We all know that sex is a vital part of any healthy relationship. But at some point every couple has wondered, “Are we having enough sex ? What’s the average here?” The answer is a little complicated.
According to Jezebel, couples receiving counseling are often advised to have sex at least twice a week. The piece goes on to explain that the twice a week goal seems more focused on relieving a man’s sexual frustration than for treating a couple in need.
Other publications like Life Hacker claim that happy couples have sex 2-3 a week. But quantifying and measuring a unique experience shared between two unique individuals who may or may not be compatible is unwise in my book. What about couples who identify as asexual? What about poly folks?

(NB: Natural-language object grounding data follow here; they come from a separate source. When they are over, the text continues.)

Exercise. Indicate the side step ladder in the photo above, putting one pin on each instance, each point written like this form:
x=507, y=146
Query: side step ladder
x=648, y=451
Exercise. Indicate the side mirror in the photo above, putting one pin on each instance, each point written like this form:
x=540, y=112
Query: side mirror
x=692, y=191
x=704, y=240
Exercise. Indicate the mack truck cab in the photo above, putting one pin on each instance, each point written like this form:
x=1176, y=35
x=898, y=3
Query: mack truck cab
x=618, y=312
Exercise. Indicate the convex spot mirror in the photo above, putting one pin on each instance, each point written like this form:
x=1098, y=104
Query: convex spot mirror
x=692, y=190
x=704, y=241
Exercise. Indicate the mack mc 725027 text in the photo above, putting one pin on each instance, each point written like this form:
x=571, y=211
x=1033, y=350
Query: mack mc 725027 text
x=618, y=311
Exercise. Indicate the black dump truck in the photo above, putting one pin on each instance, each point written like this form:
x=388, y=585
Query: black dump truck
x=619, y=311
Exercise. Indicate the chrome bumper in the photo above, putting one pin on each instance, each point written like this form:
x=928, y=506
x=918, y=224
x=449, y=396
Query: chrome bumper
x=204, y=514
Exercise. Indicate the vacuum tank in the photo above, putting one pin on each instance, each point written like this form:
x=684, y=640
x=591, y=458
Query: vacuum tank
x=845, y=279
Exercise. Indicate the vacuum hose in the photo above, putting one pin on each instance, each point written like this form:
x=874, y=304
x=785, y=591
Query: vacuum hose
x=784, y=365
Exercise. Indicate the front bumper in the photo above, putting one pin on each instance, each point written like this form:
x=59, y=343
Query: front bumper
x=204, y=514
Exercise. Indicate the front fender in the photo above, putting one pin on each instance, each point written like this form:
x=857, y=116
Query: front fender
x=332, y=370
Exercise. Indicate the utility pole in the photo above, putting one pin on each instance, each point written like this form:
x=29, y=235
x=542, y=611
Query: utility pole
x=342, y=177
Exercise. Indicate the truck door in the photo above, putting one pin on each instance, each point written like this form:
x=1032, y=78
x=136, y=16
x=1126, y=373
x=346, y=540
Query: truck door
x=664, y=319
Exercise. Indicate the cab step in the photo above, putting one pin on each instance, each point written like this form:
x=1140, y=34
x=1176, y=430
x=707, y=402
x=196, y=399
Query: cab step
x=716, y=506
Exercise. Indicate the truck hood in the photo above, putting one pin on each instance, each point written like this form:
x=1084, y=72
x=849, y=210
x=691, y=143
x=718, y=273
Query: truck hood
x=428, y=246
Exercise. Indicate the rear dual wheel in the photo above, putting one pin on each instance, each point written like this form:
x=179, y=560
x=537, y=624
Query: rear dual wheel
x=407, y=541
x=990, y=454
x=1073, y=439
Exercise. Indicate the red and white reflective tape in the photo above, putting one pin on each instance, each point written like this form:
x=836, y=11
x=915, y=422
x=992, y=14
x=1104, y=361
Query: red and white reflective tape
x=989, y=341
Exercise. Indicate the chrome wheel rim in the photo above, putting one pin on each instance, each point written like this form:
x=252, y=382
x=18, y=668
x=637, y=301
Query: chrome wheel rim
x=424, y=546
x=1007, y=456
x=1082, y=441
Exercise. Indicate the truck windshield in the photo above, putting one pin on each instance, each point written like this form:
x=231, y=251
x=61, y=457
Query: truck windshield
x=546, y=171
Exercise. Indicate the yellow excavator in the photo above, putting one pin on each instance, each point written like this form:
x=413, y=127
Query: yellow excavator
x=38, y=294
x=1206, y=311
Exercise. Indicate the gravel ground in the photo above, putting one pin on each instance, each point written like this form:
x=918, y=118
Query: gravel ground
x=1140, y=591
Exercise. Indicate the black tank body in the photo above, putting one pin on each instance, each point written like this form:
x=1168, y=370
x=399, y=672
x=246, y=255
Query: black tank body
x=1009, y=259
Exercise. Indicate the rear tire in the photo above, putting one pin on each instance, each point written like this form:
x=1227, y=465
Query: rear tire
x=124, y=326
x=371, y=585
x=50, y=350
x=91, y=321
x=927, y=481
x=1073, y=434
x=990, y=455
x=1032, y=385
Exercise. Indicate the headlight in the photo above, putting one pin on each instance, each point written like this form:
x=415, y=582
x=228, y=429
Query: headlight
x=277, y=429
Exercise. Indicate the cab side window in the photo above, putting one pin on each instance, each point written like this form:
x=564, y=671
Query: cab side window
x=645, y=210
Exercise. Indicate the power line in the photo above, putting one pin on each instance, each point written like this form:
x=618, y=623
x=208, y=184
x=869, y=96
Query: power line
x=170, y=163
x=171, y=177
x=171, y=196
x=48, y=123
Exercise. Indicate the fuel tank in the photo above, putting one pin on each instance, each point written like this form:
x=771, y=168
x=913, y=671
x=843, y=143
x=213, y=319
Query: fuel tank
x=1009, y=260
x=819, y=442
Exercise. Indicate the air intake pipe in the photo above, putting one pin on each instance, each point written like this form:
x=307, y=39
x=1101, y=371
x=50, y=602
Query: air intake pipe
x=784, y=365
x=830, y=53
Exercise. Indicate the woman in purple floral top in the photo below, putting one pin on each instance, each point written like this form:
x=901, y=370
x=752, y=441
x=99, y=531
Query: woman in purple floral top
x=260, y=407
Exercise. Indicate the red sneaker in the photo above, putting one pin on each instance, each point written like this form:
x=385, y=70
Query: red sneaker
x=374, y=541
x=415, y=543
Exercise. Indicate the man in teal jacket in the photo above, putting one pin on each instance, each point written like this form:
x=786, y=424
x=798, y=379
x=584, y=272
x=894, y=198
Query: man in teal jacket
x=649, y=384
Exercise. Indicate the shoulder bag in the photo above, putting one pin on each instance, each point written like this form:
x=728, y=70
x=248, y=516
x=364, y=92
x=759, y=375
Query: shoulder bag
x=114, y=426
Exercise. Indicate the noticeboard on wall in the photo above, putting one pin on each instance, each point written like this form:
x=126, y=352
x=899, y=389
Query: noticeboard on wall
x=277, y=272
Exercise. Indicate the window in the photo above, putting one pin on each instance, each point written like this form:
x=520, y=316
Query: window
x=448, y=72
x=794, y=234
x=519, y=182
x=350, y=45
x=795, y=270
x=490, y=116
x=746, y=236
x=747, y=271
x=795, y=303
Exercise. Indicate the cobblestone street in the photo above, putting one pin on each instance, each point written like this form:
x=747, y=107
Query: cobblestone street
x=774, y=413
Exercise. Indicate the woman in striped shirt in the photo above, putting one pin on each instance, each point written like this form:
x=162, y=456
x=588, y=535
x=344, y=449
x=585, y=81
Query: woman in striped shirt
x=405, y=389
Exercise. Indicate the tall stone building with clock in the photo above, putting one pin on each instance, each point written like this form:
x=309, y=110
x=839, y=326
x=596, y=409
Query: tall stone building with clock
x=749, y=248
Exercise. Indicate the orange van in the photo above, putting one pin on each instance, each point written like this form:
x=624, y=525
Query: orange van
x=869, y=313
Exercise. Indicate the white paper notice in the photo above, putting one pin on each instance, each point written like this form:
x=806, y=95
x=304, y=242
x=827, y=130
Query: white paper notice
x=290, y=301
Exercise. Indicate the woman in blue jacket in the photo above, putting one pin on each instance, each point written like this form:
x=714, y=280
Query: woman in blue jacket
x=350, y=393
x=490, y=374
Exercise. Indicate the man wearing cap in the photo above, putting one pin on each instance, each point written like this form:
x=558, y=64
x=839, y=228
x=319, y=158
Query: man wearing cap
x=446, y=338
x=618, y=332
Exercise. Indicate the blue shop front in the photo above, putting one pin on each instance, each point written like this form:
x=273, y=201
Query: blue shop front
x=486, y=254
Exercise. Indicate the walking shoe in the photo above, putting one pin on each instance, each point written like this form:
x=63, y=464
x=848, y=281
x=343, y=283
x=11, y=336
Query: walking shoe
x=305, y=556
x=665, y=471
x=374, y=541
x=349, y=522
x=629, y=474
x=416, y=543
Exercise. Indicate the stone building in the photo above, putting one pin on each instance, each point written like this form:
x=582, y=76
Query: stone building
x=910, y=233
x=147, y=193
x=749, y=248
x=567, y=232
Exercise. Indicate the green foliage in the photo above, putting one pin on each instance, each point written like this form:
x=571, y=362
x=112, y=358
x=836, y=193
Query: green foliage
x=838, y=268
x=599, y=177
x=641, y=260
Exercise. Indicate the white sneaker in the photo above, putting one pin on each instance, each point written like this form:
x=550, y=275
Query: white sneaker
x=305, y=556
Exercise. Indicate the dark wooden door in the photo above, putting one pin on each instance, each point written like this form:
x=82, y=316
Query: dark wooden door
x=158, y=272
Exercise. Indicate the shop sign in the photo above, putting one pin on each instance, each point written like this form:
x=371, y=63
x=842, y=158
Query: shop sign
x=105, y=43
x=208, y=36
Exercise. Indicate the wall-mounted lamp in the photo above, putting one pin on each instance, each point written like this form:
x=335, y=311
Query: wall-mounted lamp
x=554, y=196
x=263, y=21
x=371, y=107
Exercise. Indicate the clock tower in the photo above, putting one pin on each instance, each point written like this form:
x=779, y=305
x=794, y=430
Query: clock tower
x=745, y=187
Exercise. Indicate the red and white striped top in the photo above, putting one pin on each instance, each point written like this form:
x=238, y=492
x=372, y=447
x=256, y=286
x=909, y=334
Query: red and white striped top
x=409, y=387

The more I delved into this topic the more I realized how different everyone is. We all value(or take for granted) sex and intimacy in a different way and to tell one couple, “You aren’t having enough sex “, isn’t a smart or compassionate way to approach things. There is no good reason to set a universal standard for how often we should be having sex in a universe of people with wildly differing drives, backgrounds and romantic situations.
What is clear to me is that as a society we need to be more pro sex and work towards acknowledging and understanding people who are different than us. Having sex 3 times a day won’t necessarily make you happier and healthier than anyone else. Sharing interests, values and a similar sex drive might just be your best bet.